Many of these companies were trading at a whopping 40-60 times EV/Sales then.
Every single company in the list is down from its listing day price, some of them sharply. With exception of CE Info Systems (MapmyIndia) and Nazara Technologies, quite a few are way down from their IPO prices as well.
This comes at a time when the domestic benchmarks have held forte despite a crash globally.
What the future holds
While the shares have corrected 30-70 per cent from their all-times highs, valuations have corrected even more, driven by price fall as well as growth in revenues since listing.
From trading at 15-60 times EV/Sales, the stocks now trade in the range of 5 to 35 times.

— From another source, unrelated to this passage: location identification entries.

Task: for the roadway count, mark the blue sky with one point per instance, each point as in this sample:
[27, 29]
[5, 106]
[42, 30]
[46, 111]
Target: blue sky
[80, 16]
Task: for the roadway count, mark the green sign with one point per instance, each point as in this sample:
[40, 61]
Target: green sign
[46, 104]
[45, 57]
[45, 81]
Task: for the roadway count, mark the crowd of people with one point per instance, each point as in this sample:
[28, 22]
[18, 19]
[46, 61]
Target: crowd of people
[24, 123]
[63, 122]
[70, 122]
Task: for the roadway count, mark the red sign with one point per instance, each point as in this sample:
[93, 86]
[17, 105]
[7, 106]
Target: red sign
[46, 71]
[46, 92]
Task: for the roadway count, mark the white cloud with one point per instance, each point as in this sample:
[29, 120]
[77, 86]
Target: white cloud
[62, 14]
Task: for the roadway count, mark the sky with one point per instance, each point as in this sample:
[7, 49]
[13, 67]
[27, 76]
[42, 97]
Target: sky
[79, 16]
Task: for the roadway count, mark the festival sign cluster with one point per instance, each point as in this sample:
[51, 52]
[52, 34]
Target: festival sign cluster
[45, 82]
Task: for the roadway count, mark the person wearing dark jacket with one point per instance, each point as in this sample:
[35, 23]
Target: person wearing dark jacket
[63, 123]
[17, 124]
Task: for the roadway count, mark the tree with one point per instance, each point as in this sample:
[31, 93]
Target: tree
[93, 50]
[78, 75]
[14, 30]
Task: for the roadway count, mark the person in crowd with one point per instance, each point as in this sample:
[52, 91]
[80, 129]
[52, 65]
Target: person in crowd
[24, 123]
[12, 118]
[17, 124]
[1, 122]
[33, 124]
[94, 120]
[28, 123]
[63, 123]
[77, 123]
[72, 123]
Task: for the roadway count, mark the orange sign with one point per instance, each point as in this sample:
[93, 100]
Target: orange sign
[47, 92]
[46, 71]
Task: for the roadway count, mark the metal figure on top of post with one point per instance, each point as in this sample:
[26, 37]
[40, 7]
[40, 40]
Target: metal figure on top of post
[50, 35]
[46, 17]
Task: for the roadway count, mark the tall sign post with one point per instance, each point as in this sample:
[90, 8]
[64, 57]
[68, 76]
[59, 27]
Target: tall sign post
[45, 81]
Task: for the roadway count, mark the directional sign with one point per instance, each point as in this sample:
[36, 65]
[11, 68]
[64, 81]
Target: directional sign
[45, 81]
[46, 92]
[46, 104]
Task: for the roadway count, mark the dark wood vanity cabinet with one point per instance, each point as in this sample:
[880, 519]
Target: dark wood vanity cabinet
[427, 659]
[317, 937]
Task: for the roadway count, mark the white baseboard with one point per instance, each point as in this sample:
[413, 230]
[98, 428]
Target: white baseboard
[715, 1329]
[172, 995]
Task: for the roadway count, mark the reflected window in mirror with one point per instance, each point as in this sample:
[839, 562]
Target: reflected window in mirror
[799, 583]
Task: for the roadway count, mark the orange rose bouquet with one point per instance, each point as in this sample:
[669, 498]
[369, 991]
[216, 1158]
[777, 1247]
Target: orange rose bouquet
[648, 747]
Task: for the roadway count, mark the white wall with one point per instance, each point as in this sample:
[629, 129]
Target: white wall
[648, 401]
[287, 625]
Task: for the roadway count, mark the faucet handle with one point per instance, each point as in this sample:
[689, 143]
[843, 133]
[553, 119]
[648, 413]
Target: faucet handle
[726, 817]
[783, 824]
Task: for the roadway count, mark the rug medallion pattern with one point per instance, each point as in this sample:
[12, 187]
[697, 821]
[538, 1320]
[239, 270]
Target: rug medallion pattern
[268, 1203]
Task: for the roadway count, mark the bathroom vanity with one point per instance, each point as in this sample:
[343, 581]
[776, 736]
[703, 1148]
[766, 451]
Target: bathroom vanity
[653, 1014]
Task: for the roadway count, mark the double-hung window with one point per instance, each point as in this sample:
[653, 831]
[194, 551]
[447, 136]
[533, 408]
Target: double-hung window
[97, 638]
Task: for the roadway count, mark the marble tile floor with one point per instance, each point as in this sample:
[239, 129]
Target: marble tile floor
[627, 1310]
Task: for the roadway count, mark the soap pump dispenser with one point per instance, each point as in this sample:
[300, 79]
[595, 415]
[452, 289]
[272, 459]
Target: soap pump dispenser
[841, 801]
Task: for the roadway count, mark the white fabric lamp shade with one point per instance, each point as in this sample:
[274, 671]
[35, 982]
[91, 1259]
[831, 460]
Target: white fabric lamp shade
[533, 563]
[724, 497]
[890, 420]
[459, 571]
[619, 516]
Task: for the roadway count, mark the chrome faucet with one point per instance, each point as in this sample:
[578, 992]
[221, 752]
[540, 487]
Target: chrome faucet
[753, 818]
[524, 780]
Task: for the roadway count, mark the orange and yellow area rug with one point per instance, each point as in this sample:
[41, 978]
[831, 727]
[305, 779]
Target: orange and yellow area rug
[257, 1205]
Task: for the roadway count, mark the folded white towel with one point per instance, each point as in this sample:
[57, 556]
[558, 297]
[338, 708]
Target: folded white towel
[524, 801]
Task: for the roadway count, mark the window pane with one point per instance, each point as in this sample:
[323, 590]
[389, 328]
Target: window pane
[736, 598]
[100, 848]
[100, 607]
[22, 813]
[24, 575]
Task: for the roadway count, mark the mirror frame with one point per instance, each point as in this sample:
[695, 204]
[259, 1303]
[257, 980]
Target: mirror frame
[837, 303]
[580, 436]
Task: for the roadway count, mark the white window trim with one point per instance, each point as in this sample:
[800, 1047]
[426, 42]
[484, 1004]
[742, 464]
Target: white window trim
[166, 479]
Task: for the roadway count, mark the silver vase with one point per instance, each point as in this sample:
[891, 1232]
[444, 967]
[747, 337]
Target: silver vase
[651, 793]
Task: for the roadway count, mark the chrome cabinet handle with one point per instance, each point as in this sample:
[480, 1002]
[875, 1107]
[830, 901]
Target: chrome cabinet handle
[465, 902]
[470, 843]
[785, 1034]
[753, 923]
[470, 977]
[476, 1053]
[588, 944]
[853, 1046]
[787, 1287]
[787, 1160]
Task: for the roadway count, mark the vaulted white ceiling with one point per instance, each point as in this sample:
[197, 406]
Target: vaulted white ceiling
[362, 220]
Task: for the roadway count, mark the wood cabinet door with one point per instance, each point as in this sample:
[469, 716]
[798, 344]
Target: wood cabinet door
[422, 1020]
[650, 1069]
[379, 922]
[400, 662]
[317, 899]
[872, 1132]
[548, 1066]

For instance, PB Fintech is now trading at 10 times sales versus peak of 60 times.
Paytm and Nykaa have corrected from around 50 times sales to 8 and 12 times respectively.
So, with valuations moderating, is the pain over for new age stocks? Maybe not.
For companies like Paytm, PB Fintech and Nykaa, the shares could see more pressure as one year lock-in period expires for pre-IPO investors in November.
When lock-in for Zomato investors expired this July, the shares came under pressure, tumbling over 20 per cent in just few days as some early-stage investors pressed hard on the exit button. While the stock has seen a rebound of 50 per cent from lock-in expiry lows, the start of the rebound also coincided with a positive update from the company.
The company, soon after the days of all-time lows in share price, reported results and guided for an earlier-than- expected time frame for reaching adjusted EBITDA break-even. This got the markets excited for a while.
On the other hand, the shares of CarTrade saw no such rebound since expiry of lock-in in August and is in fact even lower now.
Thus, whether other stocks will see a rebound post pressure from lock-in expiry in the absence of positive updates, is a wait and watch.
Another aspect that investors need to factor is that just because shares are down a lot, it does not mean they are cheap and offer value.
With some of the new age companies still unprofitable at the EBITDA levels, they have a long way to go. Many of the companies have given guidance of reaching ‘adjusted EBITDA profitability’ (a term fancied by markets) many quarters from now.
After adjusted profitability comes the challenge of reaching normalised EBITDA profits and from there company has to deliver profits at the PAT level. Thus, truly sustainable PAT appear years away for most of these companies and is not a certainty.
Investors can take a cue from the US markets which were not favourable to new-age stocks in the last year. A good example is Snapchat. It’s valuation, peaked at over 30 times sales and the stock has corrected 88 percent from those levels now. It is 40 per cent down from its IPO price. Sustained profitability continues to elude the company.